Previously, only a small number of young adults would have received special educational support comparable with what can now be sought through the Local Authority and, if necessary, through the courts.

On average, 22,245 children and young people have a Statement or EHCP in each cohort of secondary school. Between 16 and 19, this drops to 13,767. An assumption seems to have been made that this fall would continue and would be replicated when EHCPs were introduced up to age 25.

Yet this is the equivalent of ignoring an impending storm, oblivious to the weatherman’s warnings. I have parents coming to me asking for help to get their 22/23 year old’s disability assessed so that they can receive appropriate specialist education; something I strongly support. Nonetheless, as the law becomes better known, and social care packages shrivel to hoar frost in the bitter climate of council cuts, these new rights will be used increasingly frequently. Furthermore, parents, carers and young adults have the right to appeal to the First-Tier SEND Tribunal if they are refused assessment or provision. This is resulting in some emerging case law from the Upper Tribunal where decisions from the First Tier Tribunal are challenged.

Increased uptake could add anywhere between 10,000 and 20,000 new individual Plans in England, each costing anywhere between £10,000 and £100,000 per annum depending on the nature of the learner’s disability. Some of the cost could be transferred from adult care budgets but the total national bill could be an additional half a billion pounds a year. Coincidentally, this is the same figure the DfE spent on introducing the SEND reforms between 2014 and 2016. Whilst those 2014-16 figures were written off as a one-off cost, it may turn out to be an annual fixture.
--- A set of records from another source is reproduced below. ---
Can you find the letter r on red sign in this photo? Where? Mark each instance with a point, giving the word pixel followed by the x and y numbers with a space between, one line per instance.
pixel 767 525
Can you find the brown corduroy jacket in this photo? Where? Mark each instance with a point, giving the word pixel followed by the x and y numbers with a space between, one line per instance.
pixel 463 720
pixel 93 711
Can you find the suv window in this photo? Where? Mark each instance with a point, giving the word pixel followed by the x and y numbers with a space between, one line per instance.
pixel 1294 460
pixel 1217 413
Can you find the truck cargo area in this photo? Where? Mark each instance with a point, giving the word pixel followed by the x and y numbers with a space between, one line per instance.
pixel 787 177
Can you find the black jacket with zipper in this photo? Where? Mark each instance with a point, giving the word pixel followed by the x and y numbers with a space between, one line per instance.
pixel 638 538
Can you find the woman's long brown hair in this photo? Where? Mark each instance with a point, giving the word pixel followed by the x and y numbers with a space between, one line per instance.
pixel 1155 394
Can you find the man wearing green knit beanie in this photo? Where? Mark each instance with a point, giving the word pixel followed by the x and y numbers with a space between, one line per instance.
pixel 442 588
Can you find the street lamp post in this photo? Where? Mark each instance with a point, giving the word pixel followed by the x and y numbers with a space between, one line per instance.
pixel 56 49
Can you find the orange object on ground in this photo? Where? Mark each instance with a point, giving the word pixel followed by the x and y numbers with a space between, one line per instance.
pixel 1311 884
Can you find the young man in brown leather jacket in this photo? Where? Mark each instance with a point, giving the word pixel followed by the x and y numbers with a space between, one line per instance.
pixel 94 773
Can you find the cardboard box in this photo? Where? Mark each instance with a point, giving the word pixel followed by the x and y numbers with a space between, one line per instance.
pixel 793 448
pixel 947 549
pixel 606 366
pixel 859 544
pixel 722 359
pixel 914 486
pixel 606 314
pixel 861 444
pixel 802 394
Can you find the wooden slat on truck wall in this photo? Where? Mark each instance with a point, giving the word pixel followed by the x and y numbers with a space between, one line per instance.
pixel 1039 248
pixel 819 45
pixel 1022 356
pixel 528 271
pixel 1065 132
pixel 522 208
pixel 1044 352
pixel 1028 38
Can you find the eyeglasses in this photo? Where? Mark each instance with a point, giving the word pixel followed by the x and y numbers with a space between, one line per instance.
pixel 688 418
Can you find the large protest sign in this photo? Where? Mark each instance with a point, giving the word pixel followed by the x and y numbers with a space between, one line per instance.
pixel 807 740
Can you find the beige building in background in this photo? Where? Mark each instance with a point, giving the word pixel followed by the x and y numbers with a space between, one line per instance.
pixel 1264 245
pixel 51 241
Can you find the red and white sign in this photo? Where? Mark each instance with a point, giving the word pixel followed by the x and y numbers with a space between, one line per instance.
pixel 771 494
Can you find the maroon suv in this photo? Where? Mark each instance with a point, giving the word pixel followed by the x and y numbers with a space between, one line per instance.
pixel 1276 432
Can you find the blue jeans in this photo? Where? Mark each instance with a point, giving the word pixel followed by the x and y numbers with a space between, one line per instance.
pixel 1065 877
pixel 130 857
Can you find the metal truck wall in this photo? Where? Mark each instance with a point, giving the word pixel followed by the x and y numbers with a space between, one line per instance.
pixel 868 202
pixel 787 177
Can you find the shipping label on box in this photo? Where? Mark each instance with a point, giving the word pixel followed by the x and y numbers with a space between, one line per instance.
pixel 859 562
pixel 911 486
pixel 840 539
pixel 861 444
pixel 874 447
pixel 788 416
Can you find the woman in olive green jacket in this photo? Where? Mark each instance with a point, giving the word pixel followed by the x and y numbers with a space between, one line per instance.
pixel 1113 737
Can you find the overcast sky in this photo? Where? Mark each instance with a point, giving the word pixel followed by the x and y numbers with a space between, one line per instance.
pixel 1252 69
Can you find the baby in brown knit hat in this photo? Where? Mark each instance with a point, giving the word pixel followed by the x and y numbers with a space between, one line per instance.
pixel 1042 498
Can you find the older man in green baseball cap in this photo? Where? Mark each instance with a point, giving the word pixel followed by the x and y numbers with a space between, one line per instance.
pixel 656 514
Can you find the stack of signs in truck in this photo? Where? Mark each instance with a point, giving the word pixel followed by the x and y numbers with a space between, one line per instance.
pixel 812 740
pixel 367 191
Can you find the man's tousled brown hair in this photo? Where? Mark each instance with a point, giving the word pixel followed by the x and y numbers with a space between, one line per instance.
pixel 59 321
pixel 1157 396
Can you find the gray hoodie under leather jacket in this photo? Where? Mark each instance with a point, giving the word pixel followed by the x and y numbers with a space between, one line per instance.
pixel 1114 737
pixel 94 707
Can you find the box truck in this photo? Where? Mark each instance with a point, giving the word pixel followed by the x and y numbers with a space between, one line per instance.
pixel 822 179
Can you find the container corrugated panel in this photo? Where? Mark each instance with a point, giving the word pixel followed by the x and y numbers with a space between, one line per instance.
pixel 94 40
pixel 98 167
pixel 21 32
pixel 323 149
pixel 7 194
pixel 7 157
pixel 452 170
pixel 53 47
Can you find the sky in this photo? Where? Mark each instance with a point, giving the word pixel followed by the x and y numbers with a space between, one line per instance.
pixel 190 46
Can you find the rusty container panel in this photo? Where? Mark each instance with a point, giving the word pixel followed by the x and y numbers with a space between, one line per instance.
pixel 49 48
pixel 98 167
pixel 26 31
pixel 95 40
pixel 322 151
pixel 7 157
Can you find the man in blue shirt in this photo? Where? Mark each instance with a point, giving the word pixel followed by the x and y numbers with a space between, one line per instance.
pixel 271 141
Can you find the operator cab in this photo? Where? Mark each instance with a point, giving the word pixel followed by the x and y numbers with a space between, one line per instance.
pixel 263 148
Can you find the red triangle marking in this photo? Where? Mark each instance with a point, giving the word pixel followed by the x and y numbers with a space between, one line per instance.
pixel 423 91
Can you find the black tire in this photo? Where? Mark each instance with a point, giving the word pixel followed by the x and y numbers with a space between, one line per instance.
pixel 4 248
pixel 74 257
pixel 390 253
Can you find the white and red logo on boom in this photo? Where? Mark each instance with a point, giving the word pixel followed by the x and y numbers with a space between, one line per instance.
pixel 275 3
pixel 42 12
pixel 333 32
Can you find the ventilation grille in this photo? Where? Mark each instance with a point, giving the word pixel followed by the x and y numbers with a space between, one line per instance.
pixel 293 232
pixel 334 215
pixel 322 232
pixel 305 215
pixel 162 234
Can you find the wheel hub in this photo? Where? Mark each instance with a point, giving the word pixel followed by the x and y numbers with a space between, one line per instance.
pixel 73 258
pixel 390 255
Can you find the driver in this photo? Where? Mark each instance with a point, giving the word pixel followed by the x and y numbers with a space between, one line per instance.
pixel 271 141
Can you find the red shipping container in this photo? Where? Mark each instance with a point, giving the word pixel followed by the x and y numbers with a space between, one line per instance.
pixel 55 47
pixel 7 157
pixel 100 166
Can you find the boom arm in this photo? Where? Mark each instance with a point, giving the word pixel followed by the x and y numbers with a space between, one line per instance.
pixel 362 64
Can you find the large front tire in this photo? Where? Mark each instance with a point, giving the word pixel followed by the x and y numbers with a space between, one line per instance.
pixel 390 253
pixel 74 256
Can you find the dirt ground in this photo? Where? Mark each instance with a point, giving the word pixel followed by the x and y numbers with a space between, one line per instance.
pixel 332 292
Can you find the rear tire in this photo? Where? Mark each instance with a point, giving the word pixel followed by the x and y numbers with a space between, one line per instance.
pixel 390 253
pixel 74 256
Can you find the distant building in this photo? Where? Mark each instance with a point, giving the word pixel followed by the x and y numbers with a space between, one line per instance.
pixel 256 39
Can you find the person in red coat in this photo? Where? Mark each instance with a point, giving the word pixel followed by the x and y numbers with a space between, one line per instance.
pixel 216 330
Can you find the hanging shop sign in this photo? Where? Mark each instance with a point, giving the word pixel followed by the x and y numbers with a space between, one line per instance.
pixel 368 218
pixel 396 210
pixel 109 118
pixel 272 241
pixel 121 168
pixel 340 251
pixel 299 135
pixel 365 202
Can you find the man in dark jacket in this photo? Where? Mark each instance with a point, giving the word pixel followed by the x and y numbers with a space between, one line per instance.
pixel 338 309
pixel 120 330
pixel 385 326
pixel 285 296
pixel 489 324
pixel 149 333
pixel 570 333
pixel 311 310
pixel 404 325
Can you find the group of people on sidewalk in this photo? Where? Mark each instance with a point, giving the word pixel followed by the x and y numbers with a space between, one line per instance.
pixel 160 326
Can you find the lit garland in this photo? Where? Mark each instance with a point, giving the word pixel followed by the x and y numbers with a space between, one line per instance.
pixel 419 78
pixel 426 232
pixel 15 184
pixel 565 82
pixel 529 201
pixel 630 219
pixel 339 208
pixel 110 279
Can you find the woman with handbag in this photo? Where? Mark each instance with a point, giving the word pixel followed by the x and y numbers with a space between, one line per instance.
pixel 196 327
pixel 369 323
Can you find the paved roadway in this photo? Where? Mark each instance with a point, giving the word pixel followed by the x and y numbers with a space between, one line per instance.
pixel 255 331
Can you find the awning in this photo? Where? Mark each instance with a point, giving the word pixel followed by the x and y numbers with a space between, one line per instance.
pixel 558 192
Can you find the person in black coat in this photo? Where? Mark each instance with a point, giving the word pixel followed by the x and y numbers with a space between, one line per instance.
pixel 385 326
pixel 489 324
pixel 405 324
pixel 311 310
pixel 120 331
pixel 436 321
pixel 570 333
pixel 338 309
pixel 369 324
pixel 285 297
One of the tactics already deployed by LAs (besides the legal tactics for which they were so bitterly criticised last year) is to insist parents find a local course or training environment which would be ideal for their son or daughter, otherwise… no assessment. This is not the law and it’s discriminatory. LAs have a responsibility to ensure provision meets needs but if they will then bear the cost of commissioning this provision, they have no incentive to ensure it exists. Yet experience suggests that, once an entitlement is established in law, demand will quickly drive provision. In the face of these pressures, it is unthinkable that LAs will be able to dodge the bullet. Special educational needs spending for 18-25 year olds must therefore rise and rise quickly. No barrister, however sharp, can shovel this much snow.

As if this wasn’t a tough enough challenge, this is all taking place in the context of a Further Education sector facing a prolonged winter of financial storms as funding is frozen until Brussels breathes warm air over the government’s new and as yet unregulated procurement process. This is education’s equivalent of “the wrong kind of snow”.

Funding for FE is a Jenga-style top-heavy puzzle fit for a winter’s afternoon by the fire. The funding formula measures the volume of delivery through student numbers taken from the previous year combined with the size of their learning programme as measured the year before that. As my late father would say, they probably invented it when there was no television and the evenings were long.

The extent of the challenge is set out in a needs analysis for the Education & Training Foundation which highlighted the FE and skills sectors’ serious failings of the in meeting 16-19 year olds’ needs.

The DfE has been left clutching at straws in response. Last week School Standards Minister Nick Gibb, already under intense pressure on the national school funding formula, was left reaching for figures which really don’t help his case:

“In recent years we have had to make some post-16 savings while working hard to sustain funding levels for schools…But we have also made clear commitments to 16 to 19 education, where we have protected the base rate of funding of £4,000 per student for all types of provider until 2020.”

In fact, this is 13% less than the current average spend on each learner and 20% less than their younger siblings in secondary school. Cold comfort, then.

This blizzard of planning errors, conflicting projects, incoherent regulation and suppressed disability rights will take years to clear.